It's taken me a while to be able to say this at all, and I'm pretty sure that my buddy would be on my case about what I'm saying, but I have to say it anyway.
One of our common friends, also a fraternity brother, aptly noted that Keith was "a gentle soul". That he was, and he was more. He was as orny, hard-headed, blunt, and unyielding as anyone I have ever known. He asked no quarter and gave none, but he still listened and considered. He loved to make a point, that's for sure, but he was always open to facts, logic, sound reasoning and positive outcomes. We talked and discussed a lot, but we never debated. Neither of us ever tried to be "right". What we shared, I believe, is a love of meaningfulness in life. Some might want to call it "truth", but in the end, things had to make sense and they needed to make sense in the larger scheme of things as well. Without heat and hammer a strong sword cannot be forged.
Truth be told, Keith and I were rarely the same mind about anything, but, this is most important, Keith was a person you could connect with. As human and imperfect as he was, he had a lot in common with what the Kabbalists call a Tzaddik (a righteous man), one who is toku k'varo ("their insides are like their outsides"), or, as I like to put it, what-you-see-is-really-what-you-get. They are their own persons; that is, in my mind, authentic: they can get hot under the collar, but are never mean-spirited. And, for as odd as they sometimes appear to others, they retain an aura of innocence that can calm even their harshest opponents.
I must admit that I have been allowed to live an exceptionally fortunate life and I've been blessed with meeting a very few, truly exceptional people. And yes, in his own way, my brother Keith was one of them. I'm going to miss him to be sure, but I have to add that as far as he is concerned, I don't have a single, dark, troubling, or even uneasy memory. He was simply who he was.
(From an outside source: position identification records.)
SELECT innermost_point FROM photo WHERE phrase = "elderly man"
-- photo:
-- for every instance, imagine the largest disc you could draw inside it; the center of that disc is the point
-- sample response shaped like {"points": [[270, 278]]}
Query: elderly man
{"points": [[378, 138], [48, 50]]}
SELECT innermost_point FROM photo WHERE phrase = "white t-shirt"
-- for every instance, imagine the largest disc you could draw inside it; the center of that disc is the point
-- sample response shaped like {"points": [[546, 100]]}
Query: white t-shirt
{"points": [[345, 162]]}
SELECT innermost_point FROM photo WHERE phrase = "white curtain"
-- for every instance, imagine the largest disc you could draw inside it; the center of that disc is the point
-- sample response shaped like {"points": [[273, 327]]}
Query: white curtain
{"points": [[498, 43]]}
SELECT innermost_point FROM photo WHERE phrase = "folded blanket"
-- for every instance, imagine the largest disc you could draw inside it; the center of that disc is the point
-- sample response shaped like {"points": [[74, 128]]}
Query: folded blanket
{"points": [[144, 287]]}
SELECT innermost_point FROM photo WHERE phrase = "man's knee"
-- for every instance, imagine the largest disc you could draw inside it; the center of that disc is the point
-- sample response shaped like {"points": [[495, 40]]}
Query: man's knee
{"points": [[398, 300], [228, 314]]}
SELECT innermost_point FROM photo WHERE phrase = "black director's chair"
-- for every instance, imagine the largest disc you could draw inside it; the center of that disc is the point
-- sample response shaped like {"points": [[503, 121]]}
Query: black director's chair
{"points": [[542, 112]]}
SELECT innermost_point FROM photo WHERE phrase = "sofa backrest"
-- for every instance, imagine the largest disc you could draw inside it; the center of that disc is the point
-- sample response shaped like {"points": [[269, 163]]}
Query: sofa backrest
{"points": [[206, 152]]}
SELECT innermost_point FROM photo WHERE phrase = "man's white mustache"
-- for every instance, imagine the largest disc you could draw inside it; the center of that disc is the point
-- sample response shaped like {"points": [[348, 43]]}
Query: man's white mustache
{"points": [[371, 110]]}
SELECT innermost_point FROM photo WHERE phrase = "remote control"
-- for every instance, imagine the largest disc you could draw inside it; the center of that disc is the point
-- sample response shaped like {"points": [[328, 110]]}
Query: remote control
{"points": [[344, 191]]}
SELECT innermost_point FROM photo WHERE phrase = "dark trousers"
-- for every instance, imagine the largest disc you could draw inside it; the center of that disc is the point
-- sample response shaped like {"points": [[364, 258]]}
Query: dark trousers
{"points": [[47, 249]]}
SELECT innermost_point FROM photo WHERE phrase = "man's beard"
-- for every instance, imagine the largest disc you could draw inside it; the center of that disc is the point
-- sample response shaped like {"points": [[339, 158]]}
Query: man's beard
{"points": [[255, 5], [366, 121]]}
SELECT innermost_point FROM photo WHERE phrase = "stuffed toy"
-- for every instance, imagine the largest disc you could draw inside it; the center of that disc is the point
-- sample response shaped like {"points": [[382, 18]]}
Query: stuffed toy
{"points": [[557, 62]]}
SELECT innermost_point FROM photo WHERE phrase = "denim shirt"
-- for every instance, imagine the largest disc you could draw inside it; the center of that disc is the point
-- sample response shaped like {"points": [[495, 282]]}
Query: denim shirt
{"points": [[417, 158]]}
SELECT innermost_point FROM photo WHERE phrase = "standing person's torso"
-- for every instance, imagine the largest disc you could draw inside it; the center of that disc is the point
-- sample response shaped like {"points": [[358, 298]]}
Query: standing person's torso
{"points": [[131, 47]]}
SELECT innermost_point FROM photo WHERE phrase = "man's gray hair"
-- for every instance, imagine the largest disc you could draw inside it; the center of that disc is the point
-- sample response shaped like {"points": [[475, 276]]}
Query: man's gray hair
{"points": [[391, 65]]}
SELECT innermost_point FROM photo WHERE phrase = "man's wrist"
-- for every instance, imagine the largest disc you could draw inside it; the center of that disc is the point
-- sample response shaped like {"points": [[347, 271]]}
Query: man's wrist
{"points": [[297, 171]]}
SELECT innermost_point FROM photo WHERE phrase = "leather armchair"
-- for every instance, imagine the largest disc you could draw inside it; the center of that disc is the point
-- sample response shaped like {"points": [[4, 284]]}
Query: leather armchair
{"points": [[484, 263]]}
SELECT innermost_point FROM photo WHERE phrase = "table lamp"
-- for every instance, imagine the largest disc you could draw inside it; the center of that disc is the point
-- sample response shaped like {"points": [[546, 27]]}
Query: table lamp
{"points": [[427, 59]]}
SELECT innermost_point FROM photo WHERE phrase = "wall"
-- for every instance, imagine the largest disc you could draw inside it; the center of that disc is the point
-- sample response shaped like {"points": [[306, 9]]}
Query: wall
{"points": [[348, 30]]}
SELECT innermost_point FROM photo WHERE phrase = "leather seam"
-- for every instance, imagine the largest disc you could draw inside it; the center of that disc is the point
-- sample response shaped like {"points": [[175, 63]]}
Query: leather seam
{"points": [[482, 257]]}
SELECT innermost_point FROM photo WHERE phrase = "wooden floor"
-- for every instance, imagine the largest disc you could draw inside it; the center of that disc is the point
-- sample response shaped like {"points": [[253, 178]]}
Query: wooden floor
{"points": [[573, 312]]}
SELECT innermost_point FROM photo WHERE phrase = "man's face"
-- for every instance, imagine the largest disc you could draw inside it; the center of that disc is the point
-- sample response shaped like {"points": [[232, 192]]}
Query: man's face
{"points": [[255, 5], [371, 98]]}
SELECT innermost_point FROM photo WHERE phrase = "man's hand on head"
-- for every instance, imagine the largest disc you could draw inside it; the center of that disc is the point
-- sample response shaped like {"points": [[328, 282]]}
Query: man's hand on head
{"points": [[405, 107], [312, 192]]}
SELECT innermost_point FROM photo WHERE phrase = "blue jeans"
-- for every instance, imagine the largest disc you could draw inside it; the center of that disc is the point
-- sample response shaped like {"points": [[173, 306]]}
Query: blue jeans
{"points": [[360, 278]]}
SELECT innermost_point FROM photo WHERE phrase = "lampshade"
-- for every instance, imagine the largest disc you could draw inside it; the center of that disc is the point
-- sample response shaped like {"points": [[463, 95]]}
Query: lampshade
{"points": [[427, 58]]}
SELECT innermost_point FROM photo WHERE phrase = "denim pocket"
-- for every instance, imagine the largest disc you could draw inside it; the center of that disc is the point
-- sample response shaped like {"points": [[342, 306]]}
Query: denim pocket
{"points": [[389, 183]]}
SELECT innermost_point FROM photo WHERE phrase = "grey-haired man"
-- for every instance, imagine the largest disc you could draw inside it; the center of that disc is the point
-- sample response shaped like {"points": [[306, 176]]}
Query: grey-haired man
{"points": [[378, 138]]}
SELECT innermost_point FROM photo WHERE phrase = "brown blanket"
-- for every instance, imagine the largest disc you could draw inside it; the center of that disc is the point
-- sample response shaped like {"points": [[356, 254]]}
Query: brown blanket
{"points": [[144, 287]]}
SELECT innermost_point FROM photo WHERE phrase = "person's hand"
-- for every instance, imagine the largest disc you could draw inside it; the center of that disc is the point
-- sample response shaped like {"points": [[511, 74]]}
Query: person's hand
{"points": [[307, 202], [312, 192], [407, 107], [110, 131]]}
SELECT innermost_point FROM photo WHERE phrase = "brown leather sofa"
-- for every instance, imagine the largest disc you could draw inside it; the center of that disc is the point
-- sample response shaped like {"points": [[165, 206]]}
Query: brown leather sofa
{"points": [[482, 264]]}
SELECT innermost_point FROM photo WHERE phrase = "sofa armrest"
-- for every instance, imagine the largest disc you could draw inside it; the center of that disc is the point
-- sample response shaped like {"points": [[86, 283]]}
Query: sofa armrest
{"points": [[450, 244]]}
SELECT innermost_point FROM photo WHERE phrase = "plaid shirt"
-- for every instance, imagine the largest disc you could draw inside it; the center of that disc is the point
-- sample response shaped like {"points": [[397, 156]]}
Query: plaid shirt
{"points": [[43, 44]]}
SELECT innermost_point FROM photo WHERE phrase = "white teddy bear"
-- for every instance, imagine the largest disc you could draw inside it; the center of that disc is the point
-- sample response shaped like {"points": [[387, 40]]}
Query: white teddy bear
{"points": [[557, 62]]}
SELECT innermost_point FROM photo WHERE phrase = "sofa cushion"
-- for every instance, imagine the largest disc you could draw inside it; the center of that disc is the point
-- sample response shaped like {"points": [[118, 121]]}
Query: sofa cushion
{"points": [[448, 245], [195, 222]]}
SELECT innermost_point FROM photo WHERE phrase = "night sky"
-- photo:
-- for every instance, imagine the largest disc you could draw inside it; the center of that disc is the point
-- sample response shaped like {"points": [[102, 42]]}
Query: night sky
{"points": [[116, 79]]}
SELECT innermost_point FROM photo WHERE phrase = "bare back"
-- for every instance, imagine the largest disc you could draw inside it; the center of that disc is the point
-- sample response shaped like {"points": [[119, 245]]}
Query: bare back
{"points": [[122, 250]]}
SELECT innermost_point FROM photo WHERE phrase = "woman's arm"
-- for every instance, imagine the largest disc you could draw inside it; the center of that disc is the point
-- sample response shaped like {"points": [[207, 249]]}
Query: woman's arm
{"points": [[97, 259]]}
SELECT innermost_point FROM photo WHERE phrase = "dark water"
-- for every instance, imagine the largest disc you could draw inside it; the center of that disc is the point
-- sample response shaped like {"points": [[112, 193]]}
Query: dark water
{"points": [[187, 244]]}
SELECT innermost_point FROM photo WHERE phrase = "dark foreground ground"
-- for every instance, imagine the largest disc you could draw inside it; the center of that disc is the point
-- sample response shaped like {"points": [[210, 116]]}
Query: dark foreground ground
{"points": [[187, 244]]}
Time and our perception of time is a big thing for me, and I'm a big fan of time relativity: Einstein once said that sitting together with a beautiful girl for two hours seems like ten minutes, but sitting on a hot stove for ten seconds can seem like two hours. In an analogous way, that's how time was with Keith: short, yet intense, but without any of the pain! There was always just-the-point, and none of that distracting, obscuring posturing and pretentiousness that we have to wade through with most people. He always said what he meant and meant what he said, and that allowed us to cram a whole lot more life into a short span of time.
I don't know if any of you have a Keith as friend, but if you do, be thankful to the very fiber of your being. Such people are rare -- too rare -- but we need to learn from them and grow through them and know why the world is a better place because of a few extraordinary and too often unknown people.
At any rate, I sincerely wish, from the very bottom of my heart, that you have the opportunity to encounter a "Keith" in your own lives. But, when I meet him again, you can rest assured that I'll let him know what he meant to many of us. And, as a mutual friend pointed out, there is a Hebrew proverb that sums it all up beautifully: "Say not in grief he is no more -- but live in thankfulness that he was."